Schimmel-Apfel schrieb:
btw sind die Piraten weder Links, noch rechts, noch mitte! Sie sind einfach die Piraten!
und das finde ich gut so!
Also wäre
piratig eine passende Beschreibung.

Aber das hilft leider der Einordnung nicht.
DARK-THREAT schrieb:
Ich würd Linkssozialistisch (Linke) zu Linksliberal (Piraten) sagen.
Linksliberal kommt bestimmt hin. Genauer ist vielleicht noch linksliberal-libertär-alternativ oder sowas.

Oder die Piraten haben eine ganz neue Variante erfunden: Neolinksliberalismus
Es geht mir eher um die Ethik
Dazu wurde schon was geschrieben:
http://www.smesher.de/2010/11/piraten-und-die-sache-mit-dem-inzest/
Zumindest die Fälle, wo kein Kind geschädigt wird, sollten staatlich legalisiert werden. Denn wo es keine Geschädigten gibt, da sollte es auch keine Strafe geben. Ansonsten übernimmst du das Denkmuster von Erzkonservativen. Du willst anderen etwas verbieten, einfach weil du es ethisch oder moralisch für nicht richtig hältst, obwohl es keinem schadet. Mit dem Denkansatz möchten z.B. manche CSUler Spiele verbieten und der Papst verbietet Abtreibung. Durch die eigenen Moralvorstellungen und die gesellschaftliche Ächtung wird es imho kein Ausufern der Fälle geben, auch wenn es von staatlicher Seite legalisiert wird.

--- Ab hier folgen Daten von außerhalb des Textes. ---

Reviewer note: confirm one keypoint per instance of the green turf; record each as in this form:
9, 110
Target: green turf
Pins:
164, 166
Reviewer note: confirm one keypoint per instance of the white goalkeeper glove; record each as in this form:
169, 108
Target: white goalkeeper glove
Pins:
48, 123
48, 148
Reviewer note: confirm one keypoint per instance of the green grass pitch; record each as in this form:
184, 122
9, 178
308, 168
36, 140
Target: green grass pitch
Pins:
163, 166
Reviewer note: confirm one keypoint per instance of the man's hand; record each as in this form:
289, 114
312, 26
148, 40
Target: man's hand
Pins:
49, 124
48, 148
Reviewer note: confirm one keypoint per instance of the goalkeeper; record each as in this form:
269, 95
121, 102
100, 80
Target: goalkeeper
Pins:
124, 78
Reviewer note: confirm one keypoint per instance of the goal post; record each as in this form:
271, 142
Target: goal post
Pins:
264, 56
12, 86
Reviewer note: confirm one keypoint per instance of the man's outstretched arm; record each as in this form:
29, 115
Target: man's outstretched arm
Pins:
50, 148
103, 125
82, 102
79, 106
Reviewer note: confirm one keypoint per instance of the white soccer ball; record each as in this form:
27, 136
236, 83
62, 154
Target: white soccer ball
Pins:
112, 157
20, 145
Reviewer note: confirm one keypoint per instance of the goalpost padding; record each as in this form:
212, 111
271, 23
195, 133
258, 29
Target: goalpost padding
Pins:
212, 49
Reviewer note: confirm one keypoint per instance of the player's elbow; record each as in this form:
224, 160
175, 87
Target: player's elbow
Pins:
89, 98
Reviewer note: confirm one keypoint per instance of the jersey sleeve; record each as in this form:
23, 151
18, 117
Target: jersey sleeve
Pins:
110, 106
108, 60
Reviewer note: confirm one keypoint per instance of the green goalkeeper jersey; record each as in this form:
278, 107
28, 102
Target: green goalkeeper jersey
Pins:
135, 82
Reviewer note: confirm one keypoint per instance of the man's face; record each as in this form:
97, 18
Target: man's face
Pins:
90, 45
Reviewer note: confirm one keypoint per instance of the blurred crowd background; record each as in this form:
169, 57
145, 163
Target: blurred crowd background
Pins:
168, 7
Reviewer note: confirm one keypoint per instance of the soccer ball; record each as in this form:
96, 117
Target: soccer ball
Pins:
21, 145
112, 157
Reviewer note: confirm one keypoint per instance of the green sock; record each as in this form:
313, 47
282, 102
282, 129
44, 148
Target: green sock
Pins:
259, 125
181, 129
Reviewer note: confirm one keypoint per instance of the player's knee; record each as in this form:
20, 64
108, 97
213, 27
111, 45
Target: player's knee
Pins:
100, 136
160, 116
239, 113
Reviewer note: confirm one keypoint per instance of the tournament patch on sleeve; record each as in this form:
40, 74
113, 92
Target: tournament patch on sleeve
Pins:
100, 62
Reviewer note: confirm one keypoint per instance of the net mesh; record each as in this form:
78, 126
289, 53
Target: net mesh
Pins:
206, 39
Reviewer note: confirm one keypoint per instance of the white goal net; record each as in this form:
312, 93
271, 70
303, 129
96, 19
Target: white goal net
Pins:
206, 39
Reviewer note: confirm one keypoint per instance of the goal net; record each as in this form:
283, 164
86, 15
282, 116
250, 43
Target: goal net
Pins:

Ich finde es nicht schlimm, dass die Linkspartei gesellschaftspolitisch konservativer ist als die Piratenpartei. Dafür ist ein Angebot von verschiedenen Parteien ja da. Und wenn man sieht, dass die Piraten viele Sonstige- und Nichtwähler-Stimmen bekommen, können sich Grüne und Linke freuen. Sie verlieren zwar Stimmen (wie alle anderen auch), aber die Piraten sind ein potentieller neuer Koalitionspartner und schaden Schwarz-Gelb, insbesondere mit der Union haben sie wohl nichts gemeinsam.
Und genau das wegen dem 2. Thema ein ehm Politiker (man sollte ihn nichtmehr beim Namen nennen) Schutz in der Piratenpartei suchte, um unerkannt zu bleiben, zeigt ebenfals die Gefahr, dass Anonymität nur bis zu einem gewissen Grad machbar sein sollte.
Keine Ahnung, wen du meinst. Ich kenne nur den Fall Jörg Tauss und der wollte nicht anonym bleiben. Aber wenn das so geheim ist und dieser Typ anonym bleiben will, dann lassen wir das lieber.
Das die Piratenpartei sich für einige Sachen einsetzt, die die Netzpolitik von zB die Linken ebenfals enthalten, finde ich ja gut. Nur fehlt dieser Partei ein Gesammtkonzept. Der Auftritt des Vorsitzenden in der ARD am Sonntag war schon sehr geprägt von Inkompetenz (oder ist es wichtig, dass man auf Land/Bundestag twittern darf oder eben aktuell nicht?).
Ich habe leider nur die PK auf Phoenix gesehen und heute morgen den Nerz im Morgenmagazin. Da habe ich nichts von Inkompetenz gesehen. Aber wenn die mal überfordert oder inkompetent wirken: Die gibt es erst seit 5 Jahren, das sind keine Politprofis, das sind bislang ausschließlich Hobby-Politiker. Fehlende Inhalte werden jetzt nach und nach erarbeitet, denn die müssen ja in Berlin zu allen Themen eine Meinung haben und abstimmen können. Eine große Denkrichtung im Hintergrund wie die Linken haben die Piraten natürlich (noch) nicht.